【100プリ】 消えない過去と生きる今(ルイとのお話)
第13章 氷の国王と氷の貴公子
(は・・・恥ずかしい・・・)
「ちゃ・・・ちゃんと覚えてるよ?」
ルイ「少しでしょ」
「全部覚えて・・・・・・っ・・・」
ルイの言葉を否定しようと
視線を上げた瞬間、
バルコニーのタイルの
小さな段差に躓いて、
ルイの胸元に倒れ込む。
ルイ「・・・・・・っ」
「っごめん・・・」
慌てて体を離すと、
体勢を立て直そうとしてくれた
ルイの手が一瞬だけ髪に触れた。
一歩分だけ距離を空けて
見つめていると、
ルイがぽつりと呟いた。
ルイ「・・・本当は、お礼を言わないといけないのは・・・俺の方」
「・・・え?」
ルイ「このパーティーは、・・・大切なものだったから」
何かを思い出すように、
ルイが一瞬ホールに視線を向ける。
「・・・・・・・・・」
音楽がふっと鳴りやんだ瞬間、
澄んだルイの声が
続きを奏でるように耳に届いた。
ルイ「ありがとう」
「・・・・・・うん」
(ルイから貰う『ありがとう』が、こんなに嬉しい・・・)
噛み締めるように目を閉じて、
再びルイを見上げる。
「今の言葉、覚えとく」
自分のこめかみを
とんとんと指差して微笑むと、
ルイは視線を逸らして呟いた。
ルイ「・・・・・・いいから。

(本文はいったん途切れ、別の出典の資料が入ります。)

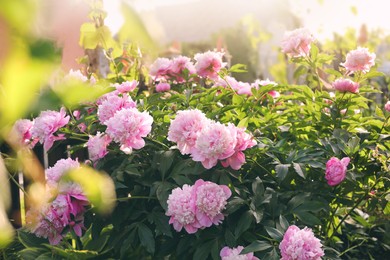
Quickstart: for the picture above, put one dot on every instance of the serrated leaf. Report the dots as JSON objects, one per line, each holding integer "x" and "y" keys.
{"x": 256, "y": 246}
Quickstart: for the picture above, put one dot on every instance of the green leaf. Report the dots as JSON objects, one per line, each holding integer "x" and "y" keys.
{"x": 243, "y": 224}
{"x": 146, "y": 237}
{"x": 256, "y": 246}
{"x": 274, "y": 233}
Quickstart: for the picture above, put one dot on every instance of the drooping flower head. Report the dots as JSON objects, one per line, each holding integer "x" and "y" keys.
{"x": 234, "y": 254}
{"x": 97, "y": 146}
{"x": 210, "y": 199}
{"x": 160, "y": 69}
{"x": 297, "y": 43}
{"x": 185, "y": 129}
{"x": 208, "y": 64}
{"x": 47, "y": 124}
{"x": 128, "y": 127}
{"x": 62, "y": 166}
{"x": 300, "y": 244}
{"x": 181, "y": 209}
{"x": 359, "y": 60}
{"x": 215, "y": 142}
{"x": 336, "y": 170}
{"x": 112, "y": 104}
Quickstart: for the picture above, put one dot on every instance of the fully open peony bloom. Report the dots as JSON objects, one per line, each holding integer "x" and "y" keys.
{"x": 126, "y": 86}
{"x": 54, "y": 174}
{"x": 160, "y": 68}
{"x": 185, "y": 128}
{"x": 300, "y": 244}
{"x": 346, "y": 85}
{"x": 21, "y": 131}
{"x": 336, "y": 170}
{"x": 296, "y": 43}
{"x": 112, "y": 104}
{"x": 128, "y": 127}
{"x": 47, "y": 124}
{"x": 215, "y": 142}
{"x": 244, "y": 141}
{"x": 208, "y": 64}
{"x": 181, "y": 209}
{"x": 97, "y": 146}
{"x": 210, "y": 199}
{"x": 234, "y": 254}
{"x": 359, "y": 60}
{"x": 162, "y": 87}
{"x": 387, "y": 106}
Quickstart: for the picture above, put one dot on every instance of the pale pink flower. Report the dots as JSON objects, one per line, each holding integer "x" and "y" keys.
{"x": 47, "y": 124}
{"x": 62, "y": 166}
{"x": 112, "y": 104}
{"x": 21, "y": 131}
{"x": 185, "y": 128}
{"x": 244, "y": 141}
{"x": 300, "y": 244}
{"x": 297, "y": 43}
{"x": 359, "y": 60}
{"x": 215, "y": 142}
{"x": 126, "y": 86}
{"x": 387, "y": 106}
{"x": 210, "y": 200}
{"x": 181, "y": 210}
{"x": 128, "y": 127}
{"x": 208, "y": 64}
{"x": 97, "y": 146}
{"x": 160, "y": 68}
{"x": 336, "y": 170}
{"x": 346, "y": 85}
{"x": 234, "y": 254}
{"x": 163, "y": 87}
{"x": 178, "y": 65}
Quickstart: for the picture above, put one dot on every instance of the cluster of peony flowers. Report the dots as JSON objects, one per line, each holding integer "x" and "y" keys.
{"x": 297, "y": 43}
{"x": 300, "y": 244}
{"x": 208, "y": 141}
{"x": 42, "y": 129}
{"x": 126, "y": 125}
{"x": 336, "y": 170}
{"x": 245, "y": 88}
{"x": 198, "y": 206}
{"x": 234, "y": 254}
{"x": 65, "y": 206}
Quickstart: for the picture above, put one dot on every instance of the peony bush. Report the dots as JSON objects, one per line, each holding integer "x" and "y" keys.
{"x": 205, "y": 166}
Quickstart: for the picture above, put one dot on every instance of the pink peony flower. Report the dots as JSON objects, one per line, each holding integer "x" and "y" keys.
{"x": 215, "y": 142}
{"x": 387, "y": 106}
{"x": 97, "y": 146}
{"x": 178, "y": 65}
{"x": 234, "y": 254}
{"x": 54, "y": 174}
{"x": 47, "y": 124}
{"x": 112, "y": 104}
{"x": 128, "y": 127}
{"x": 244, "y": 141}
{"x": 346, "y": 85}
{"x": 296, "y": 43}
{"x": 359, "y": 60}
{"x": 336, "y": 170}
{"x": 208, "y": 64}
{"x": 162, "y": 87}
{"x": 181, "y": 209}
{"x": 300, "y": 244}
{"x": 21, "y": 131}
{"x": 160, "y": 68}
{"x": 210, "y": 199}
{"x": 126, "y": 86}
{"x": 185, "y": 128}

・・・倒れ込む癖があることだけ、覚えておいて」
「・・・・・・倒れ込む・・・」
ルイ「・・・やっぱり、覚えてない」
ルイは柔らかい口調で言うと、
背中を向けて歩き出す。
「・・・ちょっと、ルイ・・・」
背中を追うと、
ルイが一瞬だけ歩幅を狭くしてくれる。
(・・・本当は全部ちゃんと覚えてるってことは、言わなくても、いいかな・・・)
小さな秘密を胸に閉まって、
ルイの隣に並んで歩く。
繋いだ手は
とっくに離れたはずなのに、
手のひらには
いつまでも
温かさが残っていた・・・――。